The fact that the Global Magnitsky Act required proof that sanction designees, and their alleged victims, satisfy several criteria made it difficult to target serial human rights abusers who were violating international human rights as part of a broader campaign to supposedly impose law and order (such as Egypt’s Abdel-Fattah el-Sisi and Venezuela’s Nicolás Maduro). In addition, those designated for sanctions under EO 13818 no longer had to be directly responsible for gross human rights violations; instead, an individual could be subjected to US sanctions simply for being or having been “a leader or official of an entity that has engaged in, or whose members have engaged in” human rights abuses.
With these improved standards, EO 13818 is ripe for use against not only the lower-level Saudi individuals who directly took part in Khashoggi’s murder, but also the high-ranking officials who oversee entities like the intelligence services, the military, and the interior ministry—all of which were represented in the Saudi consulate during the time of Khashoggi’s killing. By the Trump Administration’s own standards, individuals like the dismissed deputy director of intelligence Ahmed al-Asiri should be expected to be sanctioned—but so too is the man who oversees Saudi intelligence, the military, and the interior ministry: Crown Prince Mohammed bin Salman.

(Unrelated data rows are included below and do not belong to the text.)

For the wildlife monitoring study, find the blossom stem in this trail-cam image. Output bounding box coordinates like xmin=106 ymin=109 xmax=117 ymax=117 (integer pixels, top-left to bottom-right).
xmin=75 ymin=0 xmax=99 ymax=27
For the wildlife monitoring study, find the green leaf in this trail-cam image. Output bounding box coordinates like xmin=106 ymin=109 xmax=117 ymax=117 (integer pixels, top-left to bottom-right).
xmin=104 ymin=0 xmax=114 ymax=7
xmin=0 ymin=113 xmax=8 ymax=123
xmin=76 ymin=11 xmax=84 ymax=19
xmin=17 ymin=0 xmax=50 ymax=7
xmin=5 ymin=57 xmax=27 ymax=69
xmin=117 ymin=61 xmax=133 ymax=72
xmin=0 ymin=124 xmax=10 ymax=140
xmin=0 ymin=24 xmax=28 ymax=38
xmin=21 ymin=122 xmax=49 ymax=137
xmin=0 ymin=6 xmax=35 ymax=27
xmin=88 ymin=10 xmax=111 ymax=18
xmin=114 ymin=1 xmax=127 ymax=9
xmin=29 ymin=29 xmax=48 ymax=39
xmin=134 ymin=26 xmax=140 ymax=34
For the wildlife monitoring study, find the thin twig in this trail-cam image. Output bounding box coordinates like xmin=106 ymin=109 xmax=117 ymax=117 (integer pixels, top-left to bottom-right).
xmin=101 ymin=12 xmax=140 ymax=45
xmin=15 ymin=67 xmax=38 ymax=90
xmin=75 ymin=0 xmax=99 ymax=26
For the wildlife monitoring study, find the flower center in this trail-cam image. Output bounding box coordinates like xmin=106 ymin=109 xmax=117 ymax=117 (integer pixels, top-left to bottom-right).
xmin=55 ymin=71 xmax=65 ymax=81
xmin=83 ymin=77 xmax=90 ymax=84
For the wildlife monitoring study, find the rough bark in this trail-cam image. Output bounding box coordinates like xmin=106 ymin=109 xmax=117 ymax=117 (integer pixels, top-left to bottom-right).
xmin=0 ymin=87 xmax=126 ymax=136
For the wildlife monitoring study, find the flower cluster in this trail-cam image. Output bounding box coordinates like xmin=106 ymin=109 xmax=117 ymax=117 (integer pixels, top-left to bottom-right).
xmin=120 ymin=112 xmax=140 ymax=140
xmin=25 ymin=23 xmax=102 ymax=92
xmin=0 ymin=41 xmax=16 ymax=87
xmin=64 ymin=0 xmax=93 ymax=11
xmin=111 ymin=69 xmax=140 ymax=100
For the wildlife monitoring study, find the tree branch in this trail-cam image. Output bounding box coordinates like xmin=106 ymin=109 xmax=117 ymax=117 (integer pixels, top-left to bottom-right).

The Global Magnitsky Act has served as a strong piece of legislation, especially because it preserves some of Washington’s moral high ground in protecting human rights. But its inherent deference to the executive branch necessarily lends it to potential abuse or neglect. Indeed, the law sits on shaky legal footing, according to some legal scholars, and the current administration could exploit the legal shortcomings to avoid truly serious punishment for the crown prince. EO 13818 is a much more useful tool for addressing Khashoggi’s murder, but the same tenets that make it more flexible and precise could be used by this administration to forego enacting the appropriate punishment for the brazen violation of internationally recognized human rights at the Saudi consulate in Istanbul on October 2, when Khashoggi was murdered. But will forceful action be applied? It is clear that President Trump already has the tools necessary to punish Riyadh should he decide to do that.